Do zatrzymania dwóch cudzoziemców doszło w minioną sobotę w okolicach Hermanowic w powiecie przemyskim. Jak poinformował Bieszczadzki Oddział Straży Granicznej, funkcjonariusze patrolujący okolicę, w której przebiega tzw. "zielona granica" pomiędzy Ukrainą, a Polską, zauważyli ślady mogące świadczyć o przekroczeniu granicy przez nielegalnych imigrantów.
Dzięki szybkiej akcji poszukiwawczej, już po kilkunastu minutach kilkaset metrów od granicy, udało się odnaleźć dwóch młodych mężczyzn przedzierających się przez pole kukurydzy.
Po wylegitymowaniu okazało się, że są to obywatele Turcji w wieku 20 i 24 lat. Posiadali przy sobie jedynie dowody osobiste, prawa jazdy oraz środki pieniężne na utrzymanie. Nie mieli jednak dokumentów zezwalających na pobyt w Polsce.
Podczas rozmowy ze strażnikami z placówki w Hermanowicach przyznali, że zamierzali dotrzeć do Europy Zachodniej. Wcześniej do ukraińskiej Odessy dostali się natomiast drogą lotniczą. To właśnie tam napotkany mężczyzna za kwotę 2,5 tys. euro od każdego z nich miał zaplanować im dalszą nielegalną podróż na zachód kontynentu. Ich dalsza podróż przebiegła za pomocą taksówki i pociągu. Później korzystali już tylko z nawigacji w telefonach.
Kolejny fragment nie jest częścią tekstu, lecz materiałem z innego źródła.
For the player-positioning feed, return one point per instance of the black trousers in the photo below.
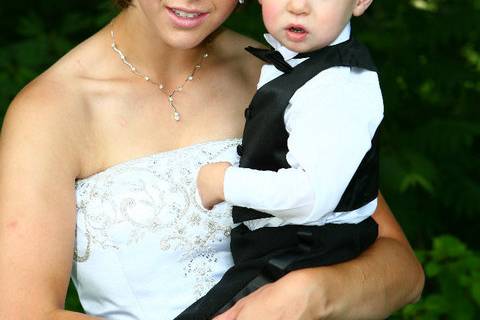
(264, 255)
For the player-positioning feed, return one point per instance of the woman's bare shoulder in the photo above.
(50, 113)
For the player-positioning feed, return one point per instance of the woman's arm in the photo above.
(383, 279)
(39, 163)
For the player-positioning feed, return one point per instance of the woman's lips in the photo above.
(186, 19)
(296, 32)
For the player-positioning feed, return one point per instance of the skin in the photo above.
(321, 20)
(66, 125)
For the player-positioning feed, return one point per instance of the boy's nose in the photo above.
(298, 7)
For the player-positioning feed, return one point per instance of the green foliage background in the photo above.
(428, 55)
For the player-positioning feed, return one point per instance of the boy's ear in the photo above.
(361, 6)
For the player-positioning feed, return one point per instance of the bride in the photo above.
(97, 178)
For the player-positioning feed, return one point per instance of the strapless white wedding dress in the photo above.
(145, 249)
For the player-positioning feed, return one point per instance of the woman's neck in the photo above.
(146, 50)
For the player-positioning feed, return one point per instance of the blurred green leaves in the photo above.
(428, 54)
(453, 277)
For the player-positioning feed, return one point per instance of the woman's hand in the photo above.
(210, 183)
(289, 298)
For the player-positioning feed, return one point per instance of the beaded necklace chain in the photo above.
(170, 95)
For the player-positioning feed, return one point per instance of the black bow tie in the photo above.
(271, 56)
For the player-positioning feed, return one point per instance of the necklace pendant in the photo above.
(176, 116)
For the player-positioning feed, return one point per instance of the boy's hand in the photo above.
(210, 183)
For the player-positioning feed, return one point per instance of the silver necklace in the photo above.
(170, 95)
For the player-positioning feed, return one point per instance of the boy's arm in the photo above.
(329, 133)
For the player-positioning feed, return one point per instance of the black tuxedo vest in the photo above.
(264, 145)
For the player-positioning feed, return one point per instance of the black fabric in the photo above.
(264, 145)
(264, 255)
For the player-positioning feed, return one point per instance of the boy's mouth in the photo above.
(295, 29)
(296, 33)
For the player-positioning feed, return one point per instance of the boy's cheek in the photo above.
(270, 13)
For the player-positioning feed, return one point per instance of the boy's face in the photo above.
(306, 25)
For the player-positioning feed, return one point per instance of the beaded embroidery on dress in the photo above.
(140, 232)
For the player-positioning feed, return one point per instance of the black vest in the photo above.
(264, 145)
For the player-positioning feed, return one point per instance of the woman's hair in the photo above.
(123, 3)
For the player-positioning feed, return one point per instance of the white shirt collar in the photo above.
(289, 54)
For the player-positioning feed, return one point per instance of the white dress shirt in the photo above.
(331, 121)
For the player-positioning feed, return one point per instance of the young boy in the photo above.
(308, 178)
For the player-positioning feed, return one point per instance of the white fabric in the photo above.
(144, 248)
(331, 121)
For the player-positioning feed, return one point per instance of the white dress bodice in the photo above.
(145, 249)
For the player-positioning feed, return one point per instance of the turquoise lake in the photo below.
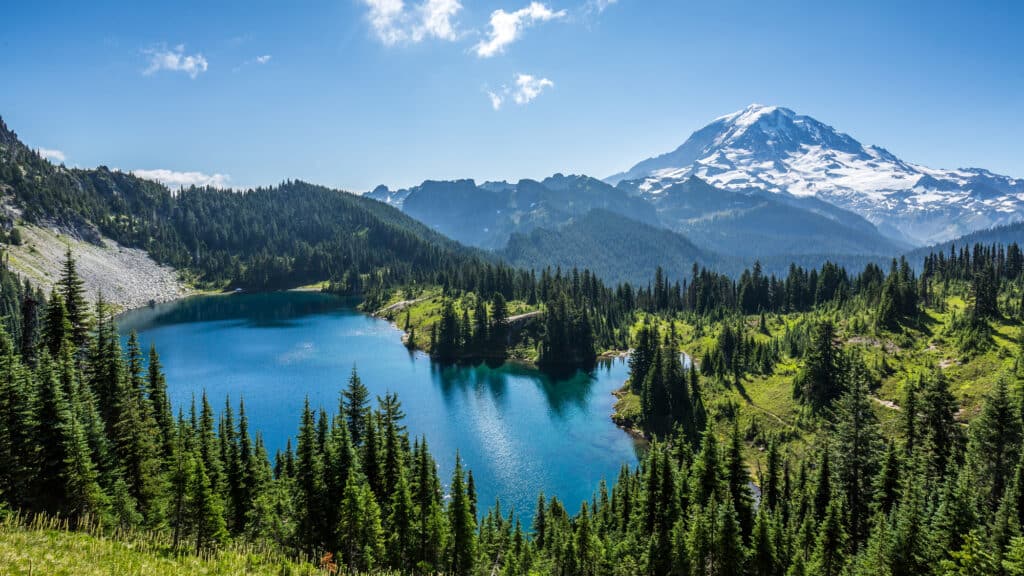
(517, 428)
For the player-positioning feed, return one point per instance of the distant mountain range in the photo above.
(775, 150)
(486, 215)
(763, 182)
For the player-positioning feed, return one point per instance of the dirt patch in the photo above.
(127, 278)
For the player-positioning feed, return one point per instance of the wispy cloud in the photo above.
(497, 99)
(527, 87)
(394, 23)
(175, 179)
(506, 28)
(175, 59)
(600, 5)
(52, 155)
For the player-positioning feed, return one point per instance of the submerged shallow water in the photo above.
(520, 430)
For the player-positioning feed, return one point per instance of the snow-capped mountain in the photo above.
(776, 150)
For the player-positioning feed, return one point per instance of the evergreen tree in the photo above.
(355, 407)
(463, 548)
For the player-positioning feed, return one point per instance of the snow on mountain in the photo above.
(776, 150)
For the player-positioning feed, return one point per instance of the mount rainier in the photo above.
(775, 150)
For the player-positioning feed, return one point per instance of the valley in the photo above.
(665, 373)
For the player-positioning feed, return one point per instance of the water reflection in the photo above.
(519, 429)
(262, 310)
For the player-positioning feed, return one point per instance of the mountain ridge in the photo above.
(776, 150)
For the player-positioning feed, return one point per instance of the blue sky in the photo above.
(352, 93)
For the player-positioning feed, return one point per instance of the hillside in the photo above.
(753, 223)
(486, 215)
(47, 546)
(289, 235)
(775, 150)
(614, 248)
(1006, 235)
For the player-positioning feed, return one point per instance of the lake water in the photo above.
(518, 429)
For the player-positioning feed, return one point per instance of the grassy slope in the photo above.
(766, 405)
(47, 547)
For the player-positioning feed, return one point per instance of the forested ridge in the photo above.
(87, 433)
(265, 238)
(835, 421)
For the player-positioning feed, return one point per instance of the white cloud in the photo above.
(506, 28)
(496, 99)
(175, 60)
(173, 179)
(395, 24)
(52, 155)
(600, 5)
(527, 88)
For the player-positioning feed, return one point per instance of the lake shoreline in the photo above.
(519, 429)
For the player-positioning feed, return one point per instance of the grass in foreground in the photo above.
(46, 546)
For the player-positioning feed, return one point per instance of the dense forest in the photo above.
(87, 433)
(266, 238)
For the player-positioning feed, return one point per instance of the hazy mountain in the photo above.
(751, 222)
(775, 150)
(614, 247)
(487, 214)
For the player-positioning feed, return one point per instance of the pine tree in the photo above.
(72, 290)
(157, 385)
(828, 558)
(18, 451)
(67, 482)
(309, 482)
(859, 443)
(355, 407)
(738, 480)
(463, 547)
(359, 529)
(821, 380)
(207, 510)
(994, 446)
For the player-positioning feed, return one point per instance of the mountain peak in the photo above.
(754, 114)
(778, 151)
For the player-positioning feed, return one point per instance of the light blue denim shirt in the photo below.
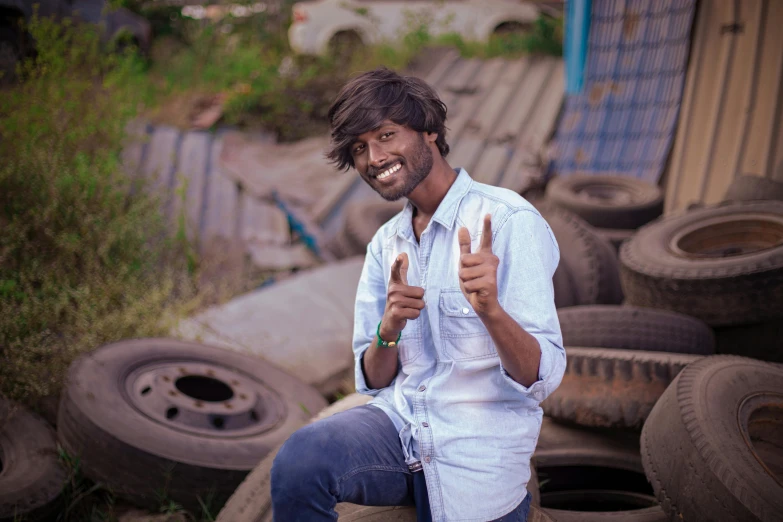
(457, 410)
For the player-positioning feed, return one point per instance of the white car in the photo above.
(319, 23)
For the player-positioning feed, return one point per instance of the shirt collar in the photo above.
(446, 213)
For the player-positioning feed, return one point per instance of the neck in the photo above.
(426, 197)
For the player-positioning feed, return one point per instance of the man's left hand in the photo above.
(478, 271)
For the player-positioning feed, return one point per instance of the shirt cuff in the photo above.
(361, 382)
(539, 390)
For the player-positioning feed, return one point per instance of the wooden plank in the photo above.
(465, 153)
(532, 85)
(161, 159)
(490, 166)
(702, 86)
(491, 108)
(461, 79)
(470, 101)
(478, 128)
(335, 192)
(438, 74)
(263, 223)
(134, 144)
(191, 175)
(537, 132)
(221, 213)
(732, 109)
(762, 153)
(530, 147)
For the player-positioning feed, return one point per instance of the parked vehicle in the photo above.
(319, 24)
(120, 26)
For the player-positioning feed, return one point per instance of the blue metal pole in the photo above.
(577, 29)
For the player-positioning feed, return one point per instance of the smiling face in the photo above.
(393, 159)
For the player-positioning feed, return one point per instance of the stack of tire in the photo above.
(645, 392)
(156, 421)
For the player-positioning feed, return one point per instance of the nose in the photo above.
(377, 155)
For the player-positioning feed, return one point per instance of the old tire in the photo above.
(615, 236)
(31, 477)
(160, 416)
(722, 264)
(564, 288)
(611, 388)
(635, 328)
(364, 218)
(751, 188)
(713, 445)
(592, 476)
(252, 500)
(607, 201)
(588, 258)
(763, 341)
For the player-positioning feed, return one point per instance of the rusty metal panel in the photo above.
(732, 112)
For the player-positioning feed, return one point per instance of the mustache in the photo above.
(374, 171)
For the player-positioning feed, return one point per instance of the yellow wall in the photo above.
(731, 119)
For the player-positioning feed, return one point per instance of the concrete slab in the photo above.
(303, 324)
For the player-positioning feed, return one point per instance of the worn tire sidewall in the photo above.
(694, 426)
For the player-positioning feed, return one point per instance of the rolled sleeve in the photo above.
(529, 247)
(370, 303)
(550, 372)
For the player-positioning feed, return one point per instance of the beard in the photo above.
(417, 166)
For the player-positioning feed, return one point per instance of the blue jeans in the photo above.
(354, 456)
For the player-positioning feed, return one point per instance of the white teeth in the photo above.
(389, 172)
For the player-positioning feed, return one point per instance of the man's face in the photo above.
(392, 159)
Po zapoznaniu się z ich sytuacją, funkcjonariusze ukarali ich mandatami karnymi. Tego samego dnia Turcy w ramach readmisji zostali przekazaniu z powrotem na Ukrainę.
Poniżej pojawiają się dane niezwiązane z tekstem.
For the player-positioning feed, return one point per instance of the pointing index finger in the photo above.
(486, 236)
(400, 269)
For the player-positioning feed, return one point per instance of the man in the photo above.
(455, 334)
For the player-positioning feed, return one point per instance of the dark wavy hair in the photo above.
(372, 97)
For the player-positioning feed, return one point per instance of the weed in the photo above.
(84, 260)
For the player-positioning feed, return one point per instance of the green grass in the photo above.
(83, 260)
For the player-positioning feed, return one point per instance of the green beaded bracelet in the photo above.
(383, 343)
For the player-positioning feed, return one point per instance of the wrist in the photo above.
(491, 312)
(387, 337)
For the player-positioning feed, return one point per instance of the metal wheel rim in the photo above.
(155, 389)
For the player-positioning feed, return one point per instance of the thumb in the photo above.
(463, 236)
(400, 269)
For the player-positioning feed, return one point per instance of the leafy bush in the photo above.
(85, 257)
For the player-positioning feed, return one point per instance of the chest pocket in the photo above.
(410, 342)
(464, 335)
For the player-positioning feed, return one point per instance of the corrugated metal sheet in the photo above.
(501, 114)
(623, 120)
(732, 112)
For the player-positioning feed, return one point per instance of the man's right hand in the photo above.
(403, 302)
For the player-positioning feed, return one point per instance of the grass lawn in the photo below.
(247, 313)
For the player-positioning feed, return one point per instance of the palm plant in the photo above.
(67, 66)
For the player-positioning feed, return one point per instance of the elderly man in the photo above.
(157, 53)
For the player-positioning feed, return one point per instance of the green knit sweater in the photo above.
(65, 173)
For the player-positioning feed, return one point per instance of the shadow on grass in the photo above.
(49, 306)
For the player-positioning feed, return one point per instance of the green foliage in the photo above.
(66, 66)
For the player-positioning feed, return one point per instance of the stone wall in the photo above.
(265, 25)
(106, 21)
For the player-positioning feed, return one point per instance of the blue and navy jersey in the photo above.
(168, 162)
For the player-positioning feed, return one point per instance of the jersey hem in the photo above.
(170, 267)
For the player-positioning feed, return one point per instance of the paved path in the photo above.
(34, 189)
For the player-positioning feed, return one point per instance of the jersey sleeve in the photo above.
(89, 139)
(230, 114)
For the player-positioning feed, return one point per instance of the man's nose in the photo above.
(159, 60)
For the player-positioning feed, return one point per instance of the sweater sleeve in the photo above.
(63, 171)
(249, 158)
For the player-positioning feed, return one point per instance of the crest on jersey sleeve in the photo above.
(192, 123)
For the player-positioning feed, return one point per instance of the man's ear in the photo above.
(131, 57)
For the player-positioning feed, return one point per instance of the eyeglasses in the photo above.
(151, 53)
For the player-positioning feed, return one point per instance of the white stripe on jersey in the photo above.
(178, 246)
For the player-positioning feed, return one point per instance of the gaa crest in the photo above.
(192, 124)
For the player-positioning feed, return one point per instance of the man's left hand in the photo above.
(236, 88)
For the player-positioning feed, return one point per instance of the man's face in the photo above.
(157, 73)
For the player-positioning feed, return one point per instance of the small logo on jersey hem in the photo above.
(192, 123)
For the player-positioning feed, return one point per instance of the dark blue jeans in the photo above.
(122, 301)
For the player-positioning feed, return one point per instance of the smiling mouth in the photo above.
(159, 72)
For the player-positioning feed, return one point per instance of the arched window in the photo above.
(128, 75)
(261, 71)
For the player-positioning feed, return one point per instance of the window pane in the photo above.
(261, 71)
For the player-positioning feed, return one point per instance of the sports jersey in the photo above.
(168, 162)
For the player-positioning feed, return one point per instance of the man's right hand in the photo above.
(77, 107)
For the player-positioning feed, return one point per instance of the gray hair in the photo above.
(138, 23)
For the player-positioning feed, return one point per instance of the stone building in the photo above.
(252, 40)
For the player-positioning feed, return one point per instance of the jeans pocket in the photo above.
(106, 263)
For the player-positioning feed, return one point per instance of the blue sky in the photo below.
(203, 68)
Dodajmy, że według statystyk bieszczadzkich pograniczników, w 2019 roku na Podkarpaciu zatrzymano już 99 cudzoziemców, którzy nielegalnie przekroczyli granicę ukraińsko-polską oraz słowacko-polską. Najczęściej byli to właśnie obywatele Turcji (18 przypadków), a także Afganistanu i Iraku. Głównym celem nielegalnych imigrantów nie jest jednak Polska, a kraje Europy Zachodniej, przede wszystkim Francja oraz Niemcy.